|16| Mengobati Rindu

365 29 2
                                    

Bagi siapapun, tidak melakukan apa-apa sangatlah membosankan. Tapi, tidak bagi Ranya yang tak pernah merasa bosan saat tidak melakukan apa-apa, dia juga tidak pernah menuliskan kata bosan atau semacamnya dalam kamus hidupnya. Baginya, tidak melakukan apa-apa termasuk ke dalam sebuah pekerjaan.

Gadis itu tengah duduk bersila di atas kasur sambil memperhatikan gerakan jarum jam yang menempel di dinding kamarnya. Sekarang dia terlihat seperti manekin yang bisa bernafas.

Pintu kamarnya dibuka dari luar. Satya masuk sambil celingukan untuk memastikan bahwa di dalam kamar itu ada penghuninya. Setelah matanya menangkap sosok Ranya, dia kemudian segera masuk dan kembali menutup pintu.

"Mbak." Sapanya sebelum ikut naik ke atas kasur.

Gadis itu tidak menjawab atau sekedar melirik ke arah adiknya yang kini mulai merangkak dan tiduran di atas pangkuannya. Satya menggerakkan kepalanya untuk mencari kenyamanan di sana, kemudian kembali memasang earphone ke telinga dan memutar video diponselnya.

Hening.

Tak ada percakapan di antara mereka. Dua orang itu sibuk dengan dunianya masing-masing. Ranya yang sedang konsentrasi memerhatikan jarum jam dan Satya yang tengah berusaha mengingat setiap gerakan yang sedang ditontonnya.

"Gue,"

Satya mendongak untuk menatap wajah Ranya yang sesaat lalu berujar namun tidak dilanjutkan.

"Lo kayak nggak semangat banget hari ini." Itulah komentar Satya saat bisa benar-benar menatap ekspresi Ranya yang lebih gelap dari biasanya.

"Rindu gue nggak bisa ditahan lagi." Ucap Ranya dengan sorot mata lempeng.

"Terus gue harus ngapain? Nyuri sempak tetangga gitu?" Tanya Satya dengan ekspresi malasnya. Kemudian dia kembali pada layar ponsel yang masih memutar sebuah video.

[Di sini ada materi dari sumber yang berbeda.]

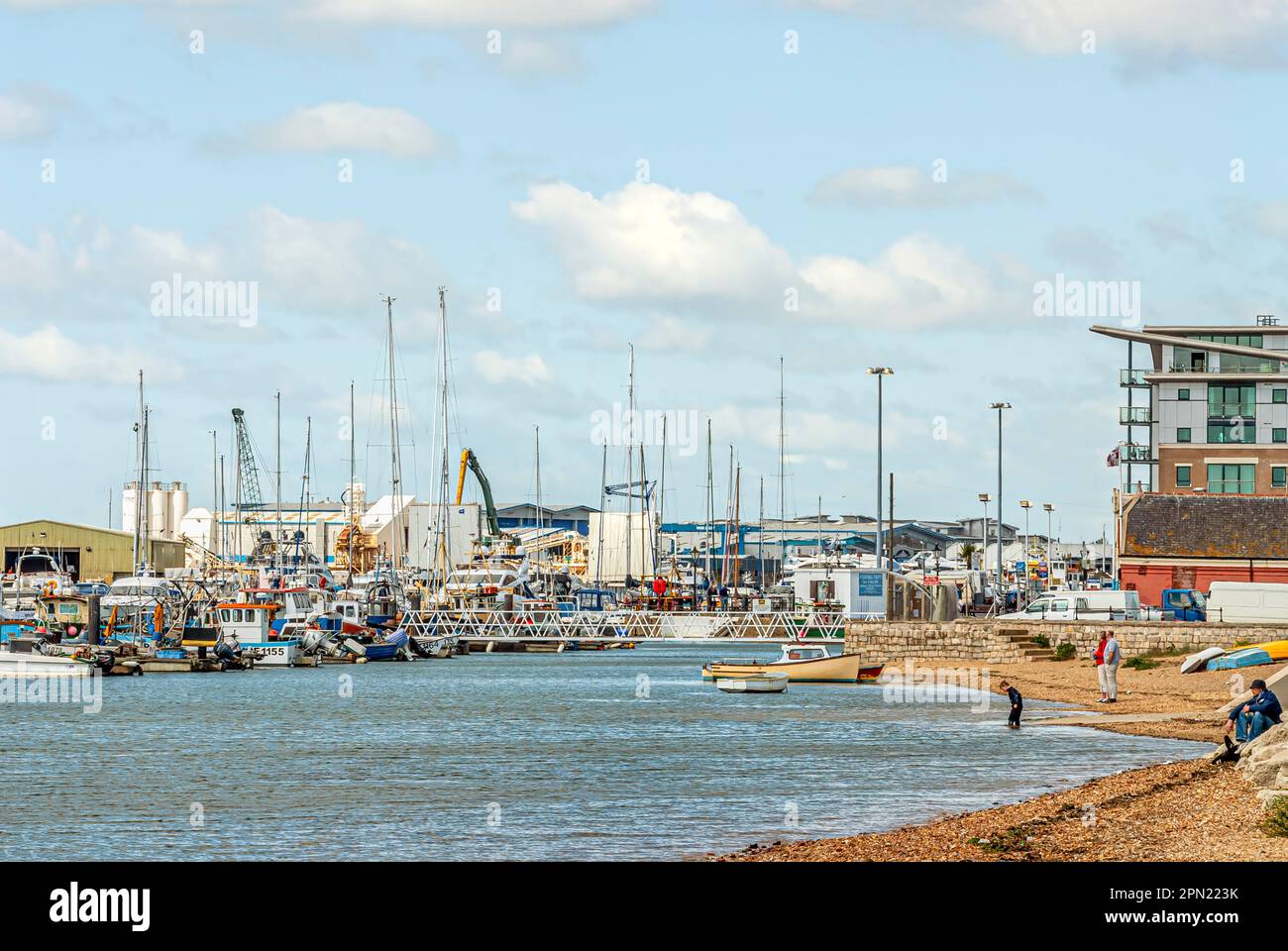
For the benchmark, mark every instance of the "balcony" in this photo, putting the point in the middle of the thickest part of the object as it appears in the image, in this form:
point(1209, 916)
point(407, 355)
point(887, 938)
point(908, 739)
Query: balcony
point(1134, 415)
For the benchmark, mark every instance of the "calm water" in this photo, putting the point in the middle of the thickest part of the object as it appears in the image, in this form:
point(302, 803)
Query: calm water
point(506, 757)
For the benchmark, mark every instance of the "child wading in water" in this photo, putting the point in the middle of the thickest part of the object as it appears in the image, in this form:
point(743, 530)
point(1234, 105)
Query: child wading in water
point(1017, 705)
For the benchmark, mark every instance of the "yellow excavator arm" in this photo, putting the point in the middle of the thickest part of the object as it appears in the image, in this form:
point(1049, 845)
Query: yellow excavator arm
point(460, 479)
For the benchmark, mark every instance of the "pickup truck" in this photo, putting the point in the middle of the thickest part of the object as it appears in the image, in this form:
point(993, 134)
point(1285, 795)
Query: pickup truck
point(1185, 604)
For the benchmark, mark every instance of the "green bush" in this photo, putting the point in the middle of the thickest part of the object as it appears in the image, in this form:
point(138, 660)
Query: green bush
point(1276, 817)
point(1140, 663)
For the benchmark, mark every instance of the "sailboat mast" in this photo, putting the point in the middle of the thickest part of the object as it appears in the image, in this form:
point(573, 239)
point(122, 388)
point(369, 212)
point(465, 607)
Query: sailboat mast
point(630, 454)
point(661, 500)
point(603, 487)
point(760, 536)
point(138, 461)
point(394, 475)
point(537, 539)
point(711, 509)
point(782, 478)
point(277, 532)
point(443, 549)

"Gue harus ngelakuin sesuatu." Matanya kembali menatap jam dinding yang kini baru menunjukkan pukul setengah enam. Segera dia mengangkat kepala Satya dan menyimpan bantal di bawah kepalanya sebelum berlalu tanpa kata.

"Mau kemana, Mbak?" Tanya Satya tepat sebelum Ranya menutup pintu. Namun gadis itu tak menjawab.

∆∆∆∆

Dia berdiri di depan anak tangga, menatap seluruh isi rumahnya yang luas tanpa sekat ruangan. Ruang utama dengan dua sofa panjang dan satu sofa kecil serta meja yang menghadap televisi, bersebelahan dengan meja makan dan dapur. Sedangkan ruang tamu berada di sisi kiri yang di sekat oleh lemari kaca besar berisi barang-barang keramik dan kaca. Beberapa penghargaan Satya juga dipajang di sana. Dan sisanya di pajang di kamarnya.

"Ra? Ada apa?" Tanya Bunda saat melihat tingkah aneh putrinya. "Jangan mulai deh, kamu."

Ranya kemudian menuruni anak tangga dan berhenti tepat di depan Bunda. "Udah nyapu, Bun?" Tanyanya membuat Bunda terkekeh.

"Belum. Mau bantu?"

"Hmm. Mumpung libur sekolah."

"Yang di belakang disapu, ya. Yang di dapur biar sama Bunda aja."

Dia kemudian berjalan ke arah belakang. Ada area taman beralaskan rumput hijau yang lumayan luas disana, ditengah taman terdapat sebuah air mancur berukuran kecil dengan kolam air di bawahnya. Di sisi sebelah kiri, tepatnya di dekat tataan bunga-bunga, ada sebuah kolam ikan berukuran sedang yang dihuni ikan-ikan koi. Tapi Satya juga pernah menyimpan ikan cupang disana, dan sepertinya mati. Di sebelah pojok kanan, tepat di bawah dua pohon mangga yang saling bersisian, ada dua kursi kayu panjang berwarna putih yang saling berhadapan yang dipisahkan oleh sebuah meja kayu di tengahnya. Ada dua ayunan kayu yang tergantung di kedua pohon tersebut, itu dibuat oleh Satya satu tahun lalu mengikuti tutorial dari YouTube yang ditontonnya, juga mendapat banyak bantuan dari Bunda.